Thanks very much, I can finally move on with the translation.
By the way, the translated text is really original English...
Marketa
On Jun 17, 11:57 pm, Miss Elaine Eos <M...@your-pants.PlayNaked.com>
wrote:
> In article <1182083473.035157.47...@q75g2000hsh.googlegroups.com>,
>
> MarketaT <market...@gmail.com> wrote:
> > Hello everyone,
> > I'm trying to translate a part of John Irving's novel The Cider House
> > Rules and I've come across several expressions I can not cope with....
> > Could enyone help me with those:
> > "They had corned the gossip market."
>
> "Cornered." To "corner a market" means to have all of the available
> commodity, such that one can then set any price they want to sell. It's
> a stock-exchange term so, for example, if I have cornered the
> pork-bellies market, that means I have so many pork bellies (and, by
> inference, everyone else has so few) that I can set any price I want and
> people can either pay my price or go without. It's slightly more
> complicated than that, as grain & pork-belly markets are "futures"
> markets, but you get the idea.
>
> "They had cornered the gossip market" is slightly awkward slang meaning
> "they had all the gossip. If you wanted some gossip, these guys were
> the place to go."
>
> > "...a retired physician who thought that President Teddy Roosevelt was
> > the only other man in the world besides himself who had not been made
> > from a banana." (?be made from a banana?)
>
> Uh... is the translation you're translating not an original English
> translation? Might the phrase have been "thought that Teddy... besides
> himself who was not completely bananas"? For a person to be "bananas"

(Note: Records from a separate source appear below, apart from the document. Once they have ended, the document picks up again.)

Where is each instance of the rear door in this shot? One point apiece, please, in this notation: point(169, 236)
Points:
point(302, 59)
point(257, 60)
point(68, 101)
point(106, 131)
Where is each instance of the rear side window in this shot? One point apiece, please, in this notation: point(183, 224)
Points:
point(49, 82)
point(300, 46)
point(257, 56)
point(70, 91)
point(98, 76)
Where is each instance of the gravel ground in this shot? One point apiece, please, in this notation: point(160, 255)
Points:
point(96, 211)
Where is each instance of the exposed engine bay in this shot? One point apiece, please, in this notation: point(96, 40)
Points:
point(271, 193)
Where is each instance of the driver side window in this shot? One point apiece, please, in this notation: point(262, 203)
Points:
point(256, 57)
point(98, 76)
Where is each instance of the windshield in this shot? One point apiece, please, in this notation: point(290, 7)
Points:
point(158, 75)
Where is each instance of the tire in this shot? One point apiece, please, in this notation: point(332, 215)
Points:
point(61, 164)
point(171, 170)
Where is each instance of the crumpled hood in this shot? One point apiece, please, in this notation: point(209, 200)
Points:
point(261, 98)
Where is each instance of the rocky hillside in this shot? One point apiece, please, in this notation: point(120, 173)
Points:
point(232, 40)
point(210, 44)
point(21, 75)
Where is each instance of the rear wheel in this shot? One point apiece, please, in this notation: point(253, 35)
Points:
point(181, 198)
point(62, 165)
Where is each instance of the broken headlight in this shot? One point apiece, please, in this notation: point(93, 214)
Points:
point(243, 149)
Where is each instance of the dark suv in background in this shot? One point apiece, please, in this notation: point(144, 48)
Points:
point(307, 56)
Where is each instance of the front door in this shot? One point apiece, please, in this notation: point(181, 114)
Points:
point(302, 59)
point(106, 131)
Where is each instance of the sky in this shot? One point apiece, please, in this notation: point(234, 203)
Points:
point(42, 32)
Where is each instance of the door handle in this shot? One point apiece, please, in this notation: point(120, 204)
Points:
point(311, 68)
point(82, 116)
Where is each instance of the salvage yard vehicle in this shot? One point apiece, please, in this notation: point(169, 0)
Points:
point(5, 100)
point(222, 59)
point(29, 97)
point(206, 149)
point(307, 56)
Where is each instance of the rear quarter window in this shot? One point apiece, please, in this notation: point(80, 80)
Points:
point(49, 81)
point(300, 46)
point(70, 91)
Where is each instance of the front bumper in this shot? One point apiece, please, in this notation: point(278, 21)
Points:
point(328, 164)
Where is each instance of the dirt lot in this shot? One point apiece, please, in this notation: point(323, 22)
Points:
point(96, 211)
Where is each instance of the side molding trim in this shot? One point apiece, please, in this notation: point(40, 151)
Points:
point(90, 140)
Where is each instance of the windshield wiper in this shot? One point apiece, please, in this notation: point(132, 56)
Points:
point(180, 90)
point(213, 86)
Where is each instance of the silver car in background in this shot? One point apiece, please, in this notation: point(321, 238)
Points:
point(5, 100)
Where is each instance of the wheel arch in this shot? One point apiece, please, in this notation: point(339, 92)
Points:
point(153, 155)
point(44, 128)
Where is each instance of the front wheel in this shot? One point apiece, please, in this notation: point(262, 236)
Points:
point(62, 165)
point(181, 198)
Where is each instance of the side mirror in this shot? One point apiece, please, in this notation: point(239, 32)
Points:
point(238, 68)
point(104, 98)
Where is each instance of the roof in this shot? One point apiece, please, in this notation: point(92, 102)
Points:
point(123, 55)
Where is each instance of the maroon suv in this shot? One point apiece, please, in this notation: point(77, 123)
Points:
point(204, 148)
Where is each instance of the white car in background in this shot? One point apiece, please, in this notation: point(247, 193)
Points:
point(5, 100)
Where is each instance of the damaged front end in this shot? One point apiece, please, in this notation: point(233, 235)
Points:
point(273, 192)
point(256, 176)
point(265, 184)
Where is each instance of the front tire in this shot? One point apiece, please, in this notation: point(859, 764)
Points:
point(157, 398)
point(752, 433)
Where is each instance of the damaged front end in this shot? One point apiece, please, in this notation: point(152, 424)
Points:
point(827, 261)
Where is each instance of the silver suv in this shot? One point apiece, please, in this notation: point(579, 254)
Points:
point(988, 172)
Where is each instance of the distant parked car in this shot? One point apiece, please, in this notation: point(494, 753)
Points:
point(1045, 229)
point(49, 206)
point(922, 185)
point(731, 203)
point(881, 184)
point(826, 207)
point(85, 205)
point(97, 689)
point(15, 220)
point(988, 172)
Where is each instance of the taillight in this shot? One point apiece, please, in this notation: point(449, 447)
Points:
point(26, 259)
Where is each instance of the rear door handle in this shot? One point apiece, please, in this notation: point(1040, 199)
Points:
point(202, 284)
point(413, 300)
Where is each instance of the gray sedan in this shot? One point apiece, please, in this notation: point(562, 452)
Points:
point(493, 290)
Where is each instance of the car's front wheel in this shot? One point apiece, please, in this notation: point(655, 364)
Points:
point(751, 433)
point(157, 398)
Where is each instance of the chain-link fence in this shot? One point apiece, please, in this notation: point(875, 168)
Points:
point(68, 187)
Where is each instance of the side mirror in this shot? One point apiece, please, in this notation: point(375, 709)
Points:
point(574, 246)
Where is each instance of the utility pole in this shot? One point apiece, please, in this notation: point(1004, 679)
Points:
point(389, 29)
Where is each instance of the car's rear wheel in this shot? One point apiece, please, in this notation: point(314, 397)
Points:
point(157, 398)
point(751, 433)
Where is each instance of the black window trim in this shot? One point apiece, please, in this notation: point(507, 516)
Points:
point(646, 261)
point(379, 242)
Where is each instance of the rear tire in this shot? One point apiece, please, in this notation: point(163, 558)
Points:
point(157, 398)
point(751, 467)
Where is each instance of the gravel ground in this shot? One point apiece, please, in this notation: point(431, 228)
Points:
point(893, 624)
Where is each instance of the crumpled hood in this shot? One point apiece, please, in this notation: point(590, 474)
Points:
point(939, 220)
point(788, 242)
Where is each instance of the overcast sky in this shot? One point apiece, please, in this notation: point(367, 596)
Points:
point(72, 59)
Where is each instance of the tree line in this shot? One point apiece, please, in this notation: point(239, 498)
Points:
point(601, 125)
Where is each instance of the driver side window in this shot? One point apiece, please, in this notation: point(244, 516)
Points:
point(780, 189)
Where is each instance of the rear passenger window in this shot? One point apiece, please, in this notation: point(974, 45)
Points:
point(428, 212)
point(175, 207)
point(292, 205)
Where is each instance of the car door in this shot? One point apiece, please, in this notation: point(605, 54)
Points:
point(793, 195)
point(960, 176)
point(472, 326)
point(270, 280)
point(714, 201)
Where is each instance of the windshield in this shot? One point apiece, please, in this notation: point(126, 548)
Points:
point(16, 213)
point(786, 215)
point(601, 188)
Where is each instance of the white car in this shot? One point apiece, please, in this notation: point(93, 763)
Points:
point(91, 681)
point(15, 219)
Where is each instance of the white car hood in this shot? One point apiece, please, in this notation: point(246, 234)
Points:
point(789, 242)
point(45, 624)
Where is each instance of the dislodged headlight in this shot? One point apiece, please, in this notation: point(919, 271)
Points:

> means that they are crazy, whacko or "totally out there."
>
> > "The town's wounded now sported stitches instead of bruises and broken
> > bones;..."
>
> To "sport" something means to have it visible and conspicuous. "Sally
> is sporting a new tattoo", "Tom is sporting a new jacket", etc.
>
> It seems that the wounded formerly had bruises and broken bones, but now
> were "sporting" stitches. I'd take this as an indication that they're
> on the mend and getting medical treatment.
>
> --
> Please take off your pants or I won't read your e-mail.
> I will not, no matter how "good" the deal, patronise any business which sends
> unsolicited commercial e-mail or that advertises in discussion newsgroups.